I think there's a bit of a misunderstanding: We already notify clients if a write failed, the feature we'll add is an explicit confirmation that it succeeded.
Yes, I don't understand this. Writes can fail without the clients being notified! That's the whole reason I posted this issue.
Not only can writes fail after getting to DS, as we have discussed, but there are many other scenarios where a message can leave a client and never even get to DS. My product is deployed inside school buildings, which have the craziest sets of browser extensions and network filter rules you can imagine. In the case of a network failure after a write, the client will think the write has succeeded even though it failed, and DS will never notify it otherwise.
Then make sure to provide an error listener with every write...
👍 will do - again, I love DS in its current form and we have the resources to make it work like we need it to! Thank you for all your work!

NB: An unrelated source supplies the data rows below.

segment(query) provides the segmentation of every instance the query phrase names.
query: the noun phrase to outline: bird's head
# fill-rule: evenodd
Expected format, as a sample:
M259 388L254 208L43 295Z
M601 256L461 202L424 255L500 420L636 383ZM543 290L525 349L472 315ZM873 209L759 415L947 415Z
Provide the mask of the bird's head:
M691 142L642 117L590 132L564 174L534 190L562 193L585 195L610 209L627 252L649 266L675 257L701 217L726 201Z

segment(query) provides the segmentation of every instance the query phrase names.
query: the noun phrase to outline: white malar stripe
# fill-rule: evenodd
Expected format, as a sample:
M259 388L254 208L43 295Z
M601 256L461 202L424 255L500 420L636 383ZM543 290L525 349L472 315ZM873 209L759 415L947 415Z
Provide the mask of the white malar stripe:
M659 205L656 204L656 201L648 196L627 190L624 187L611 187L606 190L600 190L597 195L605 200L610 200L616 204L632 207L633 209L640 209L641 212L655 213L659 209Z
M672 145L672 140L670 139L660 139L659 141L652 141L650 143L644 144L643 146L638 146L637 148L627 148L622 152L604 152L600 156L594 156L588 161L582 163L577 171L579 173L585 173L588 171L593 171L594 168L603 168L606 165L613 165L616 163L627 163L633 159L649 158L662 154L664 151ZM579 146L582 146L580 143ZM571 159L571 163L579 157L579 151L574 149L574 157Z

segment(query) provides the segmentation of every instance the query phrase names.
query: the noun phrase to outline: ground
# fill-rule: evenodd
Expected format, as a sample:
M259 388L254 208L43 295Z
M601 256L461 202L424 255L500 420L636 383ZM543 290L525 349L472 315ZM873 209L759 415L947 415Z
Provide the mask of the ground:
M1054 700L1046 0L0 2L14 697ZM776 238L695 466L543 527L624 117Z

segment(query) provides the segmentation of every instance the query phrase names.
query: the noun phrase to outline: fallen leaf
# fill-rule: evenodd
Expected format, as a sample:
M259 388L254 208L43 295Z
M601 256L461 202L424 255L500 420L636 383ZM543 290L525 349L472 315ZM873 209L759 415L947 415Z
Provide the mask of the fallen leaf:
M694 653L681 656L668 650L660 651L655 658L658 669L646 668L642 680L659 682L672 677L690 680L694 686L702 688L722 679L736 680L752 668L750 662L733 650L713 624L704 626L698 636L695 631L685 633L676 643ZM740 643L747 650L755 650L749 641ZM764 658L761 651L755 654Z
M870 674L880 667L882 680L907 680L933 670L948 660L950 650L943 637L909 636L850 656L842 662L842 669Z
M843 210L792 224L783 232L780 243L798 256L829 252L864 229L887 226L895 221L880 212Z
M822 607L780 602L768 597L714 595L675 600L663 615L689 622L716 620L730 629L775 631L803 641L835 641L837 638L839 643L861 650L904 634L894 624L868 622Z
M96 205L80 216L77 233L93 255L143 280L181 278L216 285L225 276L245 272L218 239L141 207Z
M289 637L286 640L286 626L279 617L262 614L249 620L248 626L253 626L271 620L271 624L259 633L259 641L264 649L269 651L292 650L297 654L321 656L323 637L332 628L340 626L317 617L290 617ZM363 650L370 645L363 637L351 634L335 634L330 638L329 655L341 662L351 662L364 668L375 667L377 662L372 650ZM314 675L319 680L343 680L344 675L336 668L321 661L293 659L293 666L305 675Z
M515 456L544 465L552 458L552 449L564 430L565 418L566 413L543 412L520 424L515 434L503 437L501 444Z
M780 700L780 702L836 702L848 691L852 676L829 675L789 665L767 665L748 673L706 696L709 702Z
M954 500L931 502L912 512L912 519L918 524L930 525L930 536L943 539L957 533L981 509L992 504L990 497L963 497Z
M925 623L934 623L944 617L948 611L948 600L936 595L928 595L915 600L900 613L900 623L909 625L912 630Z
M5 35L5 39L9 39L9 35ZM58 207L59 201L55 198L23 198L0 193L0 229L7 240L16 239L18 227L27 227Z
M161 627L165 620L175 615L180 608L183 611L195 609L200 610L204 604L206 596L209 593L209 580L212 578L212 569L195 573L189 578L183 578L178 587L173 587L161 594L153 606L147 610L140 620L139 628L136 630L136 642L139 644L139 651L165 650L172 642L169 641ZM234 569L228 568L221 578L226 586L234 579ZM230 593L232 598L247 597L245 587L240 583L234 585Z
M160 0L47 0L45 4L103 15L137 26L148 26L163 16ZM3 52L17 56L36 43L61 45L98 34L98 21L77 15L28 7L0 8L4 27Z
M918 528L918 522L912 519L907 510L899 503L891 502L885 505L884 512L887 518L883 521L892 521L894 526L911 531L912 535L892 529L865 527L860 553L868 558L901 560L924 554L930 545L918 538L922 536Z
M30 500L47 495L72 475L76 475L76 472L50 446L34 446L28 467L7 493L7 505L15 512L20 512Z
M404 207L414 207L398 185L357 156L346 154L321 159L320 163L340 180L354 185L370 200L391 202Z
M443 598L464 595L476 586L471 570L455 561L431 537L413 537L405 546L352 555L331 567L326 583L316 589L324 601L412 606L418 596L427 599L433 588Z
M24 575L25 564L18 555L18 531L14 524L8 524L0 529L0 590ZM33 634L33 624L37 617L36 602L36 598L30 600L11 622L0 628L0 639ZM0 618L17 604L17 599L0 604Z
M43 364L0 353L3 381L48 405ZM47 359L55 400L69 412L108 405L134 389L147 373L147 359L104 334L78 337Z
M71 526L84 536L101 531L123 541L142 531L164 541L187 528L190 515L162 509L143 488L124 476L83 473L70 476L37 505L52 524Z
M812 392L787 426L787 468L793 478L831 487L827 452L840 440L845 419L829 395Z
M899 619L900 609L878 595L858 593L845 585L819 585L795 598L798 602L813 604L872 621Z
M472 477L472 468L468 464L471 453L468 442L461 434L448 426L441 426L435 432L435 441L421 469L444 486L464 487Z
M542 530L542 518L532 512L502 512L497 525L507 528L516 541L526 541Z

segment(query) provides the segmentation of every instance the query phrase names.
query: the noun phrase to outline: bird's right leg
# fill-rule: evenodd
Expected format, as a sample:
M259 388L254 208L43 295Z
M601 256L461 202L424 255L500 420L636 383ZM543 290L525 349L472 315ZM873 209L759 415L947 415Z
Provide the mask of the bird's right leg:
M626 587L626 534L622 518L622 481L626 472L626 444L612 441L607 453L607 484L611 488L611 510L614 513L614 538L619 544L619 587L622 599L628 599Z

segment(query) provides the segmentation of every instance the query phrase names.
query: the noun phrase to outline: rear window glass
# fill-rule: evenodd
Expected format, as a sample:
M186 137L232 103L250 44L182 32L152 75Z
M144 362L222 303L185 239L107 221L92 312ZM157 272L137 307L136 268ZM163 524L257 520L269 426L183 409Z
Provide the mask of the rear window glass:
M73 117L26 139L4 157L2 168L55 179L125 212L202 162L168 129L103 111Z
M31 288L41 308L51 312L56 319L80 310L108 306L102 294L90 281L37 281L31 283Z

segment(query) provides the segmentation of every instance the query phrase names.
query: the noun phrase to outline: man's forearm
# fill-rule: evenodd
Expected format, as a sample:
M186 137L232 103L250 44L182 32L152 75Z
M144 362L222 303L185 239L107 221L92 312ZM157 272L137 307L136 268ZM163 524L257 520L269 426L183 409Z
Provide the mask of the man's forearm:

We do provide mechanisms to trace write errors and with the future release we'll provide callbacks for guaranteed writes fully enabling your usecase / fulfilling the requirements of a project management app. Please don't underestimate though that deepstream is a very broad church that caters for a lot of usecases where write consistency is less - or no issue at all such as multiplayer gaming, financial trading or realtime dashboards.
Great! Let me know if there's anything we can do to help, either with this issue or with another area! The enthusiasm for deepstream is spreading across our office :D
@rileylark We are looking to release this functionality next week Friday as part of 2.1, we'll give you a heads up as soon as it's RC for feedback.
There are a few small quick wins we want to first get out in the next few days, mainly feedback we got from the large amount of clients the community is writing.
In regards to help, we have a waffle board for the current roadmap and bugs. If your using a specific front-end tech like react, vue or something else would be interesting to see how and if we can create any plugins to make things integrate better.
The best help though would be if you could write a blogpost about how you use deepstream, your use case is quite interesting and it would be great to spread the word!
@rileylark This has been released as part of 2.1. Please find the updated documentation here
Let's assume there is a record {"firstname": "Homer"}
... when running the following code, nothing appears in the console:
record.set('firstname', 'Homer', err => {
if (err) {
console.log('Record set with error:', err)
} else {
console.log('Record set without error')
}
})
So the callback is not executed, is this expected behaviour?
@snc this won't be written to cache/storage as you're not making any changes to the data. This occurs with or without write acknowledgement. The example on the website could take this into account though and we'll get that changed
OK thanks for clarification.
In https://github.com/deepstreamIO/deepstream.io/issues/195#issuecomment-263007723 @ronag mentions that
For our use case it's important that clients can depend on their writes succeeding. It's fine for us if "succeeding" only means "will definitely be permanently stored at some point" but it's not OK for us to assume writes have succeeded when they may not.
Is deepstream still a match for our case? How hard would it be for us to add behavior like notifying clients when their writes have failed to make it into durable storage?